Anonymous
Beloved of All
I know this is wierd. But i just would love and thank so much if anyone, anyone, could pray for my face/head. I know this is strange but i have a big head. I guess. I have been losing wieght n trying to be healthy like i always wanted BUT, my head was so fat and chubby because i was too back then, that its just big. And my mother told me that my head is big compared to my body n it doesnt look right. I just wanna be confident and happy woth myself and thats why im trying to lose wieght, not to impress but FOR ME! For me to be happy and now i cant because my head/face is big and chubby. I dont know if its because its still baby fat or i dont know.

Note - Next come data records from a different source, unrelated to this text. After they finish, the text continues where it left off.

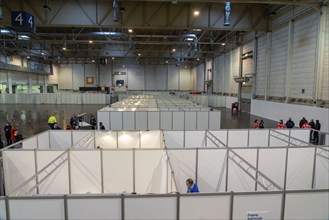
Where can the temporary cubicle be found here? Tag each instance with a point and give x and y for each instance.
(282, 170)
(292, 205)
(158, 113)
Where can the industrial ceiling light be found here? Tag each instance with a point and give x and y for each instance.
(115, 11)
(227, 14)
(64, 44)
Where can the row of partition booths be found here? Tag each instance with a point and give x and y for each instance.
(140, 173)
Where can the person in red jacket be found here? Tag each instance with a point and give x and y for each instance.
(256, 125)
(281, 125)
(306, 125)
(12, 134)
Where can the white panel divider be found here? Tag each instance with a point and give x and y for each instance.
(37, 208)
(266, 205)
(150, 208)
(100, 208)
(116, 121)
(193, 207)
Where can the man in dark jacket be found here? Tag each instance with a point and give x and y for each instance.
(7, 130)
(18, 138)
(290, 123)
(311, 123)
(302, 121)
(317, 127)
(1, 142)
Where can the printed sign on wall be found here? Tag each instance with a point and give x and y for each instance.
(90, 80)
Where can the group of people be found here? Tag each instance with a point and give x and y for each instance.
(259, 125)
(11, 135)
(303, 123)
(75, 123)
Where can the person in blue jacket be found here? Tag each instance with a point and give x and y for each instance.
(191, 186)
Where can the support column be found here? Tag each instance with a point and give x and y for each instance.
(289, 59)
(9, 83)
(240, 75)
(44, 84)
(254, 67)
(318, 77)
(268, 64)
(29, 84)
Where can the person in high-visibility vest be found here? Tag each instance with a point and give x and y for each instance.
(52, 121)
(281, 125)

Im 16 and i just want a smaller face and like a toned beautiful shaped face. Thats all. Im trying so hard to do and make myself a better person, yet i cant keep going because my face/ head will be too big....its so sad to even look in the mirror because i have an okay body (still trying to lose and being healthy) but then that big face and like idk head. I just want my face to be more toned n my head to be smaller. I dont know. Please i just hope anyone can help. Please. I will be eternelly grateful. I love everyone and thank you for reading this. And p.s. I am happy with myself, and im being healthier and i love that im losing wieght cause i always wanted to too, but how can i keep being healthy and happy if my head DOES make me look strange and does not look right woth my
body. If anyone can, thank you for any prayers.
body. If anyone can, thank you for any prayers.